In response to the economic crisis caused by the spread of COVID-19, Congress passed the Coronavirus Aid, Relief, and Economic Security Act (“CARES Act”) on March 27, 2020, which President Donald J. Trump subsequently signed into law.  [1] The CARES Act establishes the Paycheck Protection Program (“PPP”), under which the Small Business Association (“SBA”) will guarantee up to $349 billion [2] in loans to help small businesses continue operating during the COVID-19 crisis. [3] A small business, together with its affiliates, [4] can borrow up to $10 million under the CARES Act and have that amount fully forgiven if the company and affiliates use that money on payroll and other approved expenses. [5] Banks began accepting PPP loan applications on April 3rd, and small businesses are scrambling for funds before they are completely depleted. As of April 7th, banks had processed $70 billion in taxpayer-backed loans for 250,000 small businesses.  [6] Although swift extension of PPP loans is essential in the face of the economic situation, the federal government (“Government”) is keenly aware that the expedited timeline will heighten the risk of fraud in obtaining Government funds.
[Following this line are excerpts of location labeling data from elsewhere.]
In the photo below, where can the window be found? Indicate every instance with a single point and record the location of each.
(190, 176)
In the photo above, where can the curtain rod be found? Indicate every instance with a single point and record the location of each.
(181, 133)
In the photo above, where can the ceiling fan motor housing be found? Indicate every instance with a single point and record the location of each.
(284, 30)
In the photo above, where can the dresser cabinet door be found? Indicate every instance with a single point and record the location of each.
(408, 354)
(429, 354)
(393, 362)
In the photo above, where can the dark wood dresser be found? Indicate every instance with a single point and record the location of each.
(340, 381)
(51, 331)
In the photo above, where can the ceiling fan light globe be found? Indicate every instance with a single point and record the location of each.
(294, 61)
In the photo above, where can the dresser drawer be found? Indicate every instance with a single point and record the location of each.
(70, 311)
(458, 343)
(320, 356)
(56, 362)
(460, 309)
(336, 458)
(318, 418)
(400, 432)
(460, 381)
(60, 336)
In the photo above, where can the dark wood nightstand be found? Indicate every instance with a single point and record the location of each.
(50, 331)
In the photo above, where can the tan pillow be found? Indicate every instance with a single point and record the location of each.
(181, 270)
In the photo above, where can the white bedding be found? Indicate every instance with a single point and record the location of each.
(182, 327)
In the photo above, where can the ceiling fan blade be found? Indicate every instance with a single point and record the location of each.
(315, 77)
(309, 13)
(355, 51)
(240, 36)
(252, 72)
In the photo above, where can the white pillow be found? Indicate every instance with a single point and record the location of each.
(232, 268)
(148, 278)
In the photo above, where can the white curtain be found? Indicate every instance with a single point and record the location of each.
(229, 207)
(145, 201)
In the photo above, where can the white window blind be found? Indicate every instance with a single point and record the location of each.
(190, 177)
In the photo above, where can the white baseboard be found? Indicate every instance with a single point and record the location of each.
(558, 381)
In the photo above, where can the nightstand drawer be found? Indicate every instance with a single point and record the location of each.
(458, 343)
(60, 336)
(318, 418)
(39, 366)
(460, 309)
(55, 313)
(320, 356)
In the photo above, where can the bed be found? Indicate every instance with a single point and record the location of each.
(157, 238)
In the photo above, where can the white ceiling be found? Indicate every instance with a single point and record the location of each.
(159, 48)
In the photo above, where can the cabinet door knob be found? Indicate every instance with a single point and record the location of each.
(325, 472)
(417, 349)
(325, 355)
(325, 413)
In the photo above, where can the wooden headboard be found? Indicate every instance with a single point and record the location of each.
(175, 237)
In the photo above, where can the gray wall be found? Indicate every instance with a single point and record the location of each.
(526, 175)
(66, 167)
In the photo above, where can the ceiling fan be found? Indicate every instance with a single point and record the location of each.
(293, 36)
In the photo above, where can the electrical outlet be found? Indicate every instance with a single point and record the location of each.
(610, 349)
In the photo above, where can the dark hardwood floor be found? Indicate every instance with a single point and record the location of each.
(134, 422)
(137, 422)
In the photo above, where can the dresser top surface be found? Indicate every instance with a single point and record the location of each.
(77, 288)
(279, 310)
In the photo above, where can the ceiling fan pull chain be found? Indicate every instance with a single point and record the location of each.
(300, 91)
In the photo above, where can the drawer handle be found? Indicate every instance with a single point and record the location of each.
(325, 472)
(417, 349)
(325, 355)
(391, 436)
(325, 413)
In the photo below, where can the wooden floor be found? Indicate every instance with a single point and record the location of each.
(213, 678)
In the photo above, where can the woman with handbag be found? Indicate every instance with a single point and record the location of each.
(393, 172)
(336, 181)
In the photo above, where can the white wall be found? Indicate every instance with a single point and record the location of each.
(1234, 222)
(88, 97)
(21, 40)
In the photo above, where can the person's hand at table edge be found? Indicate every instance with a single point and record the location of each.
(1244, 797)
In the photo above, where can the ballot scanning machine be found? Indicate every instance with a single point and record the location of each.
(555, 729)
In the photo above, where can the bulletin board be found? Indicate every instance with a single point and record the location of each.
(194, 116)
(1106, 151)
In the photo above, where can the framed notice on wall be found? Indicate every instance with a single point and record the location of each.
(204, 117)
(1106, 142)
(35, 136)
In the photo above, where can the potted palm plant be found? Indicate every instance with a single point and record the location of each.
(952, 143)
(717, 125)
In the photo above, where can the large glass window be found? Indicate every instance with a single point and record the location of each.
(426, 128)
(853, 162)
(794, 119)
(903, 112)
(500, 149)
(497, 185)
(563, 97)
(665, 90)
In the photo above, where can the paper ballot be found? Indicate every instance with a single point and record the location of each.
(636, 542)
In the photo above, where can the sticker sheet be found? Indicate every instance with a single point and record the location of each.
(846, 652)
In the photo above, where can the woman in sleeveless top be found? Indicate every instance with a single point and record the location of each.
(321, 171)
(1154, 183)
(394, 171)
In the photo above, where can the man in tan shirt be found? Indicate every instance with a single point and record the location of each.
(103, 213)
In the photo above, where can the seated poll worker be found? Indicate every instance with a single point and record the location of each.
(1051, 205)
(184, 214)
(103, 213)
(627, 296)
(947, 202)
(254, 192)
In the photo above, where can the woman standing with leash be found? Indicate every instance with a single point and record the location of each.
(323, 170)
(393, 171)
Critically, these risks exist for small businesses, as well as their private equity firms and investment funds.

Businesses and their investment entities hoping to benefit from loans under the PPP should be aware of their potentially significant liability exposure under the federal False Claims Act (“FCA”) based, in part, on the unprecedented pressure the COVID-19 crisis is placing on virtually all sectors of the nation’s economy and operations. Specifically, in order to secure support under the PPP before funds are exhausted, businesses may choose to submit applications without the same careful review that is usually undertaken for a Government-underwritten loan or other payment. Due to time pressure, loan administrators also may not be able to fully vet PPP-related applications before issuing funds. Additionally, the CARES Act and the PPP are currently devoid of finalized interpreting rules, regulations, and significant guidance. While this is likely to change in the near future, small businesses that have applied for and received PPP-related funds before the issuance of such guidance are essentially “flying blind” and thereby risk exposing themselves to FCA liability.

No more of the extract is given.